Interlude autour de l’Anneau d’Or

Dimanche 24 juin 2018

Pendant que la moto voyage en train, nous nous promenons de petites villes en petites villes en un grand cercle autour de Moscou que l’on appelle l’Anneau d’Or.
Et, pour se promener, quoi de mieux que le train?
 

 
Pas le grand et long transsibérien, simplement des trains qui avancent lentement, s’arrêtent à toutes les gares. Parfois, juste un petit abri, ou un autre un peu plus grand.
 

Les gens montent, descendent, bavardent, regardent leur téléphone. Une vieille femme squelettique, la tête rasée, chargée d’un sac à dos crasseux monte avec son chien. Elle se gratte, se déshabille et, torse nu, époussette son vêtement. Le jeune chien s’affale dans la travée. Le wagon est plein et nul ne s’assoit à côté d’elle. Des jeunes filles en petit short et mini débardeur gloussent comme toutes les ados du monde. On ne comprend rien mais on écoute, on observe, on sourit.
Le train, comme les nôtres qu’on a connu, siffle et chuinte. La forêt défile et engloutit tout le paysage. Les bouleaux que j’aime tant aspirent toute la lumière et se gorgent de soleil. Je crois qu’ils en font provision pour le rude hiver qui suivra.

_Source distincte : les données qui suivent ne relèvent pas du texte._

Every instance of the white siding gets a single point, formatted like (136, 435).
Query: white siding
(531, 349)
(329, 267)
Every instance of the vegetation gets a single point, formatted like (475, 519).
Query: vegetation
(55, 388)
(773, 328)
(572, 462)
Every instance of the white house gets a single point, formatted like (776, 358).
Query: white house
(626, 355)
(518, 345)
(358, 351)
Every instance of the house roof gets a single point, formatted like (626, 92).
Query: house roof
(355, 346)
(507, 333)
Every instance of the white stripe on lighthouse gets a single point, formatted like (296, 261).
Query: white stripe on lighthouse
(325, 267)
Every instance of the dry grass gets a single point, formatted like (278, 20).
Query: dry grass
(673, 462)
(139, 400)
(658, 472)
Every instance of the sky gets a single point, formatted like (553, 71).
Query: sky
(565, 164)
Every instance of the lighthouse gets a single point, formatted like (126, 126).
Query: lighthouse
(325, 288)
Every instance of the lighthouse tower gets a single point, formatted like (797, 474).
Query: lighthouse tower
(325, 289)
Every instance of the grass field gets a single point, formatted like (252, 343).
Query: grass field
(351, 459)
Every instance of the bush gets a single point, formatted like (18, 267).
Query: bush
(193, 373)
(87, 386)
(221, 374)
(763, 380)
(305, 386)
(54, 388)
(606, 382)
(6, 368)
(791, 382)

On devine parfois les isbas derrière les feuillages, parfois les datchas et leurs potagers à l’orée des villes.
Et quand on prend le train, c’est comme un jeu de piste. Trouver la bonne Kacca, celle des trains et pas celle des bus. Trouver le bon train, le bon quai et la bonne heure. Et, l’on s’aperçoit qu’on lit de mieux en mieux. Les interdictions? Elles sont simples à comprendre avec les pictogrammes.
 


Et quand on arrive, il faut rejoindre notre hébergement. Bus, taxi ou pied. On se fait rouler dans la farine, une seule fois, ma foi tant pis. 600 roubles au lieu de 100. Nous sommes bon joueur et la somme n’est pas si grosse. La roublardise, ça vient peut-être de là?
Nous avons savouré le temps et de Rostov à Iaroslavl en passant par Alexandrov, nous avons traîné, ivres de coupoles, de bulbes, d’églises, de Kremlins, en une sorte de vertige de beauté, jamais rassasiés, jamais repus, nos regards sans cesse sollicités.
Nous avons fait le choix de passer deux nuits dans un monastère à Rostov.
La nuit dans un silence absolu, une bulle de paix .

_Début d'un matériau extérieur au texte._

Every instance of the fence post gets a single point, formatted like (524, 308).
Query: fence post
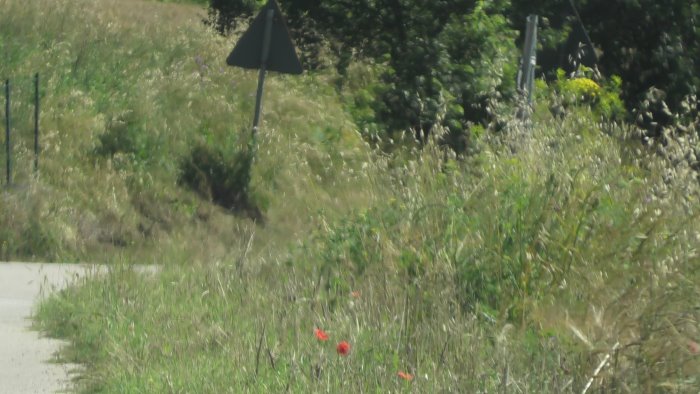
(36, 124)
(8, 125)
(529, 57)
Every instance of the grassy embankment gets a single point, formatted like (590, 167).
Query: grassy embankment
(518, 269)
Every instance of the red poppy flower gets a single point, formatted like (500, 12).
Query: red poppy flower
(343, 348)
(405, 376)
(320, 334)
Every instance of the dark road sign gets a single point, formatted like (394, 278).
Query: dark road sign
(281, 55)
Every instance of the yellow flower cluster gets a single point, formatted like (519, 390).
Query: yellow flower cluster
(584, 87)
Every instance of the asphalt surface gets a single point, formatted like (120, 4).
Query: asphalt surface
(25, 356)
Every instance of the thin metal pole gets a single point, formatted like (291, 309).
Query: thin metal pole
(36, 123)
(530, 57)
(263, 68)
(8, 125)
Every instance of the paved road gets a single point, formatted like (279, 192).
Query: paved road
(24, 354)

Nous avons regretté de ne pas nous faire comprendre et google trad n’est pas parvenu à nous aider. Le soir, croyant vraiment que le « dîner » était prévu, nous allons vers la maison des repas. Elle était close et un jeune devisant avec un pope nous dit de le suivre et nous laisse à l’étage dans une pièce où était dressée une table pour 6 avec en bout, de toute évidence, la place pour un célébrant ( ? !!!).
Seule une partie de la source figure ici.